In the past, warm spring weather touched off the start of the worst wildfires. Now, unfortunately, one fire season essentially runs into the next.

In early summer, states were already reporting what the National Interagency Fire Center terms “large fires.” More than 1 million acres have already burned this year.

It’s time to get ahead of the terrible trifecta of high temperatures, drought and massive fuel buildup, which sparks bigger, hotter fires that cost more and burn longer. These conditions are worsened by an unsustainable funding structure, making it harder to carry out forest health projects that improve forest conditions.

Wide agreement exists that the dangerous cycle of borrowing funds from fire prevention for fire suppression must end. Together, we have been fighting for a bipartisan congressional budget fix that would provide enough funding to clear hazardous fuels and manage our forests instead of continuing to neglect them.

Last year, Congress bandaged the problem a bit by passing a bill that funded firefighting at 100 percent of the 10-year average. But the Forest Service said that amount would not have covered the costs of last year’s fire season, and this year is expected to be worse.

That’s why we are doing whatever it takes to get to a solution.

We have joined with the leaders of the Senate Energy Committee — Lisa Murkowski, R-Alaska; Maria Cantwell, D-Wash.; and Jim Risch, R-Idaho — in putting forward a new bipartisan compromise to fix the broken wildfire funding system.

This plan would also fund firefighting at 100 percent of the 10-year average. But in years with fewer fires, when not all the fire budget is used, this plan would siphon off leftover funding and divert it from suppression to prevention.

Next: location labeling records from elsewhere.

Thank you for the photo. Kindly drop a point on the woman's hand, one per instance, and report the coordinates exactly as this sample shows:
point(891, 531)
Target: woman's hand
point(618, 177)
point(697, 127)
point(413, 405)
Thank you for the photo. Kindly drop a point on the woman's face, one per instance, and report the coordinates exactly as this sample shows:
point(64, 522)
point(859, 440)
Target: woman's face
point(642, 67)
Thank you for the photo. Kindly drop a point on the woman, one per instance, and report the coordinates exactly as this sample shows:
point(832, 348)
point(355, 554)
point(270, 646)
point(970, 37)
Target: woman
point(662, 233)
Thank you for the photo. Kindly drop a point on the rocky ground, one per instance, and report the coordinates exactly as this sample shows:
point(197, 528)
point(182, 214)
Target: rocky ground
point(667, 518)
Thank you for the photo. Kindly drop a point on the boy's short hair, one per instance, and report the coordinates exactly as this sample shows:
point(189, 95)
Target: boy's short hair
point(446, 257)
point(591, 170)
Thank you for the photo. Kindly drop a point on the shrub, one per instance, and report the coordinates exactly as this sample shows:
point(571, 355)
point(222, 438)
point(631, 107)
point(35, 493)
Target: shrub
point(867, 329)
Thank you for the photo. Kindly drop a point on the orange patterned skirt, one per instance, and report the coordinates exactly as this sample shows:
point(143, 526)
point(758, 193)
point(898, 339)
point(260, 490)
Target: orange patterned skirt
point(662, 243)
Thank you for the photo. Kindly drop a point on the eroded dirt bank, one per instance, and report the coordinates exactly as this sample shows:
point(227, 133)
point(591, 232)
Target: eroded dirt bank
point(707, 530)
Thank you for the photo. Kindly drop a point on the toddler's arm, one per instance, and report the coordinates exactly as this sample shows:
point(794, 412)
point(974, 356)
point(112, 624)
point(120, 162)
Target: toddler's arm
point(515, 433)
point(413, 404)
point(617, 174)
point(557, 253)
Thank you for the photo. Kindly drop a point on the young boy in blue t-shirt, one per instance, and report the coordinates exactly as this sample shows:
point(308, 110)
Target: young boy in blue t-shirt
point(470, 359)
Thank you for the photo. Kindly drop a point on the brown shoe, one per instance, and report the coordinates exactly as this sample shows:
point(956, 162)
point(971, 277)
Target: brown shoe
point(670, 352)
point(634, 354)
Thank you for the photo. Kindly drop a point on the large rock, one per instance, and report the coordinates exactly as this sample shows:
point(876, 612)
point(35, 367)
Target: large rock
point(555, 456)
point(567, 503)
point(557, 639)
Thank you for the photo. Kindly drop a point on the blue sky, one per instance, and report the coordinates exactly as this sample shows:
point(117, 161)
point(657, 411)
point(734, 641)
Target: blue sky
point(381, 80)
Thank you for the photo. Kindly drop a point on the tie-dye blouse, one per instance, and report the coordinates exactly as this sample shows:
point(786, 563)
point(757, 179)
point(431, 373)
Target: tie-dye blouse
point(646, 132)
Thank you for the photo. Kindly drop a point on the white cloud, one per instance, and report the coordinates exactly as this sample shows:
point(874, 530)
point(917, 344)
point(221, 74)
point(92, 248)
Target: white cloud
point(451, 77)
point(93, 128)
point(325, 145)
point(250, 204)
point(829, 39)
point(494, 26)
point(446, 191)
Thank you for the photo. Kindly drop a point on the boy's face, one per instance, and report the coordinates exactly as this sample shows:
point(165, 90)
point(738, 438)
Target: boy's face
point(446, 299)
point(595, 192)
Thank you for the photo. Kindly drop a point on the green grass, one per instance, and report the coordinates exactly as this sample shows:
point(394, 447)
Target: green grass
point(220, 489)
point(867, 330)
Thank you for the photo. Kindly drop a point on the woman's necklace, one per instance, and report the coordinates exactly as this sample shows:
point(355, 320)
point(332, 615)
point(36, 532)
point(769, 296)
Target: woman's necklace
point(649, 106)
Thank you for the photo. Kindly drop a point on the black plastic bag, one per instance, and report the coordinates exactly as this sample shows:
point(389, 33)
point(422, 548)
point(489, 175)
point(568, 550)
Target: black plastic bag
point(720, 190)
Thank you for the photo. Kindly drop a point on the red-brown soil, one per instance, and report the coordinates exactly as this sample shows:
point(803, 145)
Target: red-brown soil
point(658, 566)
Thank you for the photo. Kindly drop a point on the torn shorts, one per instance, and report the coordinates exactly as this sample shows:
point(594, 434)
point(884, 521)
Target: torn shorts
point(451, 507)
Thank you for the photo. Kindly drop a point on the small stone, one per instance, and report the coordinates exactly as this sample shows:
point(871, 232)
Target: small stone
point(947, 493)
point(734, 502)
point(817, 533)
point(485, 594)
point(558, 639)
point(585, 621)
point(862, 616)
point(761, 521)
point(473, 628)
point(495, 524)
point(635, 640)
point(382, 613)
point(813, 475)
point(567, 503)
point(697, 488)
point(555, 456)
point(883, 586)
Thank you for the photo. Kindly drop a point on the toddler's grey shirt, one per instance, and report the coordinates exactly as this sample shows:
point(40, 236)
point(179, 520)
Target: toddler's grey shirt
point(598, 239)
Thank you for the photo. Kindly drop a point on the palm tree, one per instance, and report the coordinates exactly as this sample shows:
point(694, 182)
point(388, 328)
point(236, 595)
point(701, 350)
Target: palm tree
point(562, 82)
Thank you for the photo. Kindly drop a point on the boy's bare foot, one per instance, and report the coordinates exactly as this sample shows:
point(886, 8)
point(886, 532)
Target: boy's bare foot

For the first time, this compromise would allow local communities to self-identify their fire risk, giving rural communities a voice in prevention priorities.

This proposal is not an end-all solution, but it is a step in the right direction. It would bring everyone to the table and renew our years-long call for action on wildfire funding.

Congress must start recognizing and treating wildfires like the natural disasters they are, because it is not just wildfire programs that are threatened by the current unstable funding structure. Forest Service programs serving to manage timber sale, stream restoration, trail maintenance and recreation projects in Midwestern, Eastern and Southern states also get shortchanged when money is diverted to fighting wildfires.

Over the last few years, we have visited fire camps throughout Oregon and Idaho, and have spoken about wildfires on the Senate floor. We have raised the issue in committee hearings and introduced a funding fix in bills and amendments. We have worked closely with a bipartisan and bicameral group of colleagues on a compromise.

Congress needs to act on a long-term solution to this growing problem. We will not stop fighting until federal wildfire funding policy reflects the reality that “wildfire season” has changed.

Ron Wyden is Oregon’s senior U.S. senator, an office he’s held since 1996. The Democrat serves on the Senate Energy and Budget committees and is the ranking member on the Committee on Finance.